О, чёрт! Нет! Нет, нет, нет, нет!
Ив пошатывается, пока я пячусь. Стискивает зубы, опускает голову, сжимает кулаки.
– Ив!
– подскакивает к ней Дэвид, обнимает.
– Родная! Иди ты к чёрту, Эйв!
– рычит он, подняв голову.
– Убирайся на хрен!
– Пойдём, - увлекаю я за собой Анну. Она не может оторвать взгляда от Ив, уткнувшейся лбом в плечо Дэвида, и я утаскиваю её почти насильно.
– И всё же ты чудовище, - качает она головой всё ещё под впечатлением, пока я ловлю такси.
– Ты не представляешь себе, как я на самом деле хочу быть нормальным. Чтобы меня ценили за то, какой я есть, а не за то, что я есть. Не представляешь, какое проклятие жить без доверия и искренности. Когда все тебя хотят и никто не любит.
Машина останавливается до того, как она успевает ответить. Если она, конечно, собиралась отвечать. Но это уже неважно.
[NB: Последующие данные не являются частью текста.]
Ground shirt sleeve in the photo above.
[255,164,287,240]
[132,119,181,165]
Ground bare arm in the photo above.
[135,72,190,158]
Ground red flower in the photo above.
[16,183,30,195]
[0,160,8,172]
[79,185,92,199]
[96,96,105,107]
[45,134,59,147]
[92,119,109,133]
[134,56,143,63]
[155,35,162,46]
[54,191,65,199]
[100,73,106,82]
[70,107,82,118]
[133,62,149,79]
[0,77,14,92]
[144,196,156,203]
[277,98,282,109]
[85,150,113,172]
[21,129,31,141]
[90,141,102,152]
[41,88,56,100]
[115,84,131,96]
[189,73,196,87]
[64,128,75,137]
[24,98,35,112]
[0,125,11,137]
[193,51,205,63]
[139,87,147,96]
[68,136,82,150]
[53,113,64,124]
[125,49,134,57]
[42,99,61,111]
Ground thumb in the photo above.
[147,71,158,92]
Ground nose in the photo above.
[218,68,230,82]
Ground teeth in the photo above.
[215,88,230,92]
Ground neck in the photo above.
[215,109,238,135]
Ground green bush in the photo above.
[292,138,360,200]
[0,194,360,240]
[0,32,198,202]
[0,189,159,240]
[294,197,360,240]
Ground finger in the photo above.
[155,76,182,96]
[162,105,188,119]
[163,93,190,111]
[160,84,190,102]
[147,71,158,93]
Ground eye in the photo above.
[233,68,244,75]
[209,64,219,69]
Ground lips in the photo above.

Я, наконец, сказал то, что хотел до неё донести. Только услышала ли она меня?
Но в такси мы, как всегда, оба молчим. И я знаю почему. Она, так же, как и я, не любит ничем делиться при посторонних, даже будь это всего лишь водитель.
– Просто ты сам никого не любишь, Эйв, - возвращает она мне смокинг, скидывая его с плеч на крыльце своего дома.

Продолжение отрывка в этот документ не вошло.